“Política como jogo e aposta” – Por Valdélio Muniz

Valdélio Muniz é jornalista. Foto: Divulgação

“Assim como acontece na seara econômico-empresarial, o sucesso de uma empreitada vai além de sua organização interna. Está sujeito a externalidades”, aponta o jornalista Valdélio Muniz

Confira:

Os acontecimentos partidários cearenses mais recentes rumo à campanha eleitoral de 2026 evidenciam, claramente, a visão que se tem da política como jogo e aposta. Primeiramente, convém distinguir esses dois termos costumeiramente utilizados quase que como sinônimos, embora, juridicamente, no campo dos contratos (Direito Civil), tenham significados distintos, ainda que possuam, também, elementos que lhes são comuns.

Tanto no jogo quanto na aposta, firma-se um contrato aleatório baseado na conjunção (somatório) de sorte ou azar e desempenho. Ocorre que, na aposta, a sorte (ou o azar) depende do desempenho de terceiro (que não integra o próprio contrato). Já no jogo, aí sim, terá peso essencial o desempenho de cada um dos contratantes.

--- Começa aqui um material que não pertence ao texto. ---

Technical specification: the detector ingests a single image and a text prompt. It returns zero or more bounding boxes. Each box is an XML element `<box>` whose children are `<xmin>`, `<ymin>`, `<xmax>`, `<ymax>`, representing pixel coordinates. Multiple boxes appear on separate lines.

Há, portanto, em todo cenário eleitoral, a confluência entre jogadores (candidatos) e apostadores (apoiadores e financiadores). E isso vale, óbvio, para todos os times. Ah, não nos esqueçamos, é claro, daqueles que, a rigor, nem jogam para valer nem recebem em seu favor qualquer aposta significativa. Entram na disputa sabendo que não passarão de figurantes, sob o singelo pretexto de que têm espírito esportivo: mais importante que vencer ou perder é competir. Assim, escondem outras motivações (interesses) por vezes até mesmo impublicáveis.

Mas, até aqui, algum problema quanto aos verdadeiros jogadores e apostadores? Não necessariamente. Faz parte da dinâmica político-esportiva.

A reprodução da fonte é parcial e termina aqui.